La eterna repetición de una vida encadenada a la inevitabilidad de una muerte –pétrea como Niobe– marca el fragor de la violencia mítica y la condición desde la cual la pregunta acerca de otra violencia posible puede tener lugar. En efecto, más allá de la sangre y el ardor de la carne que se bate contra la muerte, yace una violencia propiamente redentora que desafía la duplicidad de la violencia mítica, abrazada por el destino, que no se reduce ni a la violencia instauradora de derecho cristalizada en la excepción soberana de un Schmitt, ni tampoco a la simple conservación formal del derecho tal como lo expresa la Grundnörm de Hans Kelsen.

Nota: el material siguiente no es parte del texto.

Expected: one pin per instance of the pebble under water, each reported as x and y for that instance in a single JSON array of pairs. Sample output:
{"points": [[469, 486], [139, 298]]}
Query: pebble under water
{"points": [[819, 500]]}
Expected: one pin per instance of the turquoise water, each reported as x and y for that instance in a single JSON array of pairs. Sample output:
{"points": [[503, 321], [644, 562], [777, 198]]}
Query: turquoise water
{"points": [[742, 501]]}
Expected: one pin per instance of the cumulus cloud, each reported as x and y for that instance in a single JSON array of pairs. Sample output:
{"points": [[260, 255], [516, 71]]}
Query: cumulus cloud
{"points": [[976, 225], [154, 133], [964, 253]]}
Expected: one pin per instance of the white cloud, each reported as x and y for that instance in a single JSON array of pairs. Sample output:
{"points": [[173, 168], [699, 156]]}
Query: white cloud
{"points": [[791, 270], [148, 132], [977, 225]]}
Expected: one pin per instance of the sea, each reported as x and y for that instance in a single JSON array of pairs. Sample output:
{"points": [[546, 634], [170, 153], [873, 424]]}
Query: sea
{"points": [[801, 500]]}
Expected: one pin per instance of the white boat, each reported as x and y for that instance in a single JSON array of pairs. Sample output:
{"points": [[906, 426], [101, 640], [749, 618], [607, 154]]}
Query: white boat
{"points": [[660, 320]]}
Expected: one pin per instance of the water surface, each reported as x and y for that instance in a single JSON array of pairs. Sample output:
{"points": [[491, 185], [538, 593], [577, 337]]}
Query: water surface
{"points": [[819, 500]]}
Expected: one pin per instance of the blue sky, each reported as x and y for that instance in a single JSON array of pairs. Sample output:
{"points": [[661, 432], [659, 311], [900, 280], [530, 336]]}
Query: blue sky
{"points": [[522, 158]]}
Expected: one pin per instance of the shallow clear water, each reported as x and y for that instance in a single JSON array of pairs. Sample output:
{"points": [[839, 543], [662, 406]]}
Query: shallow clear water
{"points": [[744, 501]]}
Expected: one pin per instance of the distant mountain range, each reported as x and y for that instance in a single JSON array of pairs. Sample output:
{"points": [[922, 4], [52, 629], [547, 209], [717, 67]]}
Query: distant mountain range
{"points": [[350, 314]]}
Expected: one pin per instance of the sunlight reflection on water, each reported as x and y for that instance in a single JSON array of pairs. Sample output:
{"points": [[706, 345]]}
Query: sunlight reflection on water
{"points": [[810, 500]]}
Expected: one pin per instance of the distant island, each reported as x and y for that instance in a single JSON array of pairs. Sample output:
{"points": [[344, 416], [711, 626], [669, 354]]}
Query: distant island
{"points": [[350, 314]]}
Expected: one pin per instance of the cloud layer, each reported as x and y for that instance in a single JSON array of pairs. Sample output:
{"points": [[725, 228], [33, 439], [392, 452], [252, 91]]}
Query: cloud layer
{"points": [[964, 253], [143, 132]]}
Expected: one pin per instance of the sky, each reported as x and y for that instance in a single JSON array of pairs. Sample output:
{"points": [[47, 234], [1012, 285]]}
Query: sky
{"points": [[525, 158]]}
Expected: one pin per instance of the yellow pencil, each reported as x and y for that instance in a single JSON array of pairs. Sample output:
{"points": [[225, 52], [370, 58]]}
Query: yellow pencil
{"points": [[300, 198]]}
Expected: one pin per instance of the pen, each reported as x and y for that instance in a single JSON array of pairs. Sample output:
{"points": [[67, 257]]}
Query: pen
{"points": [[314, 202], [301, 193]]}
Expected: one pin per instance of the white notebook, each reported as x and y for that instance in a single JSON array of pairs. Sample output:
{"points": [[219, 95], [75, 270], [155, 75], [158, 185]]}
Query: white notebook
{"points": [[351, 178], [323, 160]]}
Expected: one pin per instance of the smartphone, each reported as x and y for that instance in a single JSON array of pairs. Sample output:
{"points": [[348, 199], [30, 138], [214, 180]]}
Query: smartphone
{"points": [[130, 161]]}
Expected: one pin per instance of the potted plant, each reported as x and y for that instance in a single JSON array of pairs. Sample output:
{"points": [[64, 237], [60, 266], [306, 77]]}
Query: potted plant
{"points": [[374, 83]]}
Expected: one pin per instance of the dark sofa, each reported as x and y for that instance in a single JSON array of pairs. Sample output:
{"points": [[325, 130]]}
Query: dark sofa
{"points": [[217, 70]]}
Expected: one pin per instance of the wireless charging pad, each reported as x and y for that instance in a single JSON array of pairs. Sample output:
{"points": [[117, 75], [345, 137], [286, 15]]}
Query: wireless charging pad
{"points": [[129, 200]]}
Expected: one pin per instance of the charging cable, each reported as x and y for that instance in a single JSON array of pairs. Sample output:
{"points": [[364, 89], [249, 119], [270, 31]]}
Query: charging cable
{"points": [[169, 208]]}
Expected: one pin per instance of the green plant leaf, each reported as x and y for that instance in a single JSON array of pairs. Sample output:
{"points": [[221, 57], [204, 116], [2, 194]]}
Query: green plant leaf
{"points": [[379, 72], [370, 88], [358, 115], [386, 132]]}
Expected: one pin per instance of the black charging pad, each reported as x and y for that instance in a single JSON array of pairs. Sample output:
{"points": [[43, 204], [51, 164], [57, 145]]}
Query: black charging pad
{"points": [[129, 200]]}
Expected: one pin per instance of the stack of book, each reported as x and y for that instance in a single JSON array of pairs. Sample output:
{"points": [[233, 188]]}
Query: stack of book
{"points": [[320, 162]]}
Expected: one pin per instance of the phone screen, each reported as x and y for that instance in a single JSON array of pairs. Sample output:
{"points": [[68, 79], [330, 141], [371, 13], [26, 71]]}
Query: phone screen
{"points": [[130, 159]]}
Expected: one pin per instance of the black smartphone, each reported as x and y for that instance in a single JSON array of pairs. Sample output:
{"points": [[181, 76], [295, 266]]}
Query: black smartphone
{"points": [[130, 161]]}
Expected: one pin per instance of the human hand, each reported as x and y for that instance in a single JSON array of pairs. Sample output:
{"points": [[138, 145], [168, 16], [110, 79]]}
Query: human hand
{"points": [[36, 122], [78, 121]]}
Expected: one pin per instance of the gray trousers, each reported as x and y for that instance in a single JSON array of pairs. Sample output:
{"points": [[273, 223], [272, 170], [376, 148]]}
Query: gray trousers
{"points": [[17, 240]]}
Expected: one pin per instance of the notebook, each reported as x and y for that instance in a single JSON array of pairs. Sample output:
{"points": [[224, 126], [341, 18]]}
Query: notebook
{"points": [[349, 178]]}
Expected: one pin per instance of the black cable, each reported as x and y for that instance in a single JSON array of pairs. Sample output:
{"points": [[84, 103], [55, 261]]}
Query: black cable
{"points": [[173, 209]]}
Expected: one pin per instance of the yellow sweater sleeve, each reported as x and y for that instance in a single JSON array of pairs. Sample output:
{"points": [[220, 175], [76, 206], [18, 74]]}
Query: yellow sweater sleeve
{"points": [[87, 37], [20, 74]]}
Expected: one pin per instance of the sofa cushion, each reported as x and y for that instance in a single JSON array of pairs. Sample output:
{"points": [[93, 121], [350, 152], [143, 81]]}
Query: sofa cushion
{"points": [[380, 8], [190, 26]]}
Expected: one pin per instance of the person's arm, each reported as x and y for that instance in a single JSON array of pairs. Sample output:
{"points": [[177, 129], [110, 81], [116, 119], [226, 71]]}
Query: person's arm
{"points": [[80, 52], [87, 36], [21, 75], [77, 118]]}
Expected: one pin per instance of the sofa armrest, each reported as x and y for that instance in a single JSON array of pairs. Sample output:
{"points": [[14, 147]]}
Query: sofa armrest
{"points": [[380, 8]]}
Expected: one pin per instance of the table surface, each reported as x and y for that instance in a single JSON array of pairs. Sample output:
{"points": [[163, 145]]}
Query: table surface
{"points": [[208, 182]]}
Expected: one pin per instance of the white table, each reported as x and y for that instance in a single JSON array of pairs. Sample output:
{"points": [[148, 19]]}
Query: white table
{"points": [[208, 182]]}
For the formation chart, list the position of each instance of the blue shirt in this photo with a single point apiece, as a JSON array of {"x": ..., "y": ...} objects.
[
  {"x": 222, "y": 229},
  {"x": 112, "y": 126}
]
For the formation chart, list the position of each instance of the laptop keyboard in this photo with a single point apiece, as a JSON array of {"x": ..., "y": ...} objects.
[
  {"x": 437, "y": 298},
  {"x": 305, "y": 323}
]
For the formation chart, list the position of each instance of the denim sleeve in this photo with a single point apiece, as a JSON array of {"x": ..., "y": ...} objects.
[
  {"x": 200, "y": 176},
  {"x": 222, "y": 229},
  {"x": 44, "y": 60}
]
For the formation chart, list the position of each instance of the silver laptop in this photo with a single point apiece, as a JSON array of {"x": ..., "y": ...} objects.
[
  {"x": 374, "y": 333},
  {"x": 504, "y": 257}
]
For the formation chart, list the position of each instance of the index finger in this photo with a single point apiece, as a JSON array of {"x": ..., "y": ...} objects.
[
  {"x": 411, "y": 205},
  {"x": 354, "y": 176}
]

Benjamin trata de dar vida a esa violencia propiamente «anarquista» cuya crudeza se desata como medio puro interrumpiendo así la eternidad mítica por la que la vida es capturada y reducida a «mera vida»: «Tal como en todos los ámbitos al mito se opone Dios, así a la violencia mítica, la divina»66. Llega Dios a socavar al mito: «Si la violencia mítica es instauradora de derecho –explica Benjamin–, la divina es aniquiladora de derecho (rechtsvernichtend), si aquella establece límites, la segunda los aniquila ilimitadamente, si la mítica es culpabilizadora (verschuldend) y expiatoria (sühnend) a la vez, la divina es redentora (entsühnend), si aquella amenaza, esta golpea, si aquella es sangrienta, esta otra es letal de modo incruento»67. Benjamin ofrece otra imagen a contrapelo de Niobe y su «mito», la banda de Koraj y su redención68. No hay más sangre, mas su efecto es aniquilador. Si la violencia mítica desgarra los gritos de la sangre al reducir la existencia a «mera vida» (bloss Leben) –«portadora de la culpabilidad» encadenada al destino–, la violencia divina golpea y es «letal de modo incruento». Matar sin sangre, deponer al derecho y jamás fundarlo o conservarlo, la violencia divina rompe con el destino y libera la vida de su encadenamiento mítico. La violencia divina no está para fundar –digamos que no está «para» nada en especial, «para» nada más allá de sus propios medios– un nuevo derecho al modo del mito de Niobe, sino para impugnar a todo derecho en virtud de su aniquilación. Tal violencia –una que jamás alcanza la «presencia»– es el lugar en el que estalla la justicia. Habrá justicia donde el orden mítico sea socavado. La eterna caída, el extremo peso de una culpa que aplasta cuerpos contra la tierra y que no puede más que repetirse incesante, ve el fin de sus días en menos de un instante.

Muertos

«La violencia mítica es violencia sangrienta (que se ejerce) sobre la mera vida por causa de ella (misma), la pura violencia divina lo es sobre toda vida por causa del viviente. La primera exige sacrificios, la segunda los acepta»69, escribía Benjamin en «Para una crítica de la violencia». ¿Qué puede significar esta diferencia entre «exigir» y «aceptar»? Si el término alemán que usa Benjamin proviene del verbo nehmen que designa tomar, acoger, aceptar70, es porque el pasaje habría que leerlo bajo la clave de que «(…) tampoco los muertos estarán a salvo del enemigo cuando este venza. Y este enemigo no ha cesado de vencer»71. La «violencia mítica» pone en funcionamiento una verdadera industria de muerte; exige vidas infinitamente, sin jamás saciar su sed –tal como el capital lo hace con el trabajo vivo, según Marx–. Matanza obrera por aquí, crimen policial por allá, la muerte se dosifica en función de las estrategias de turno.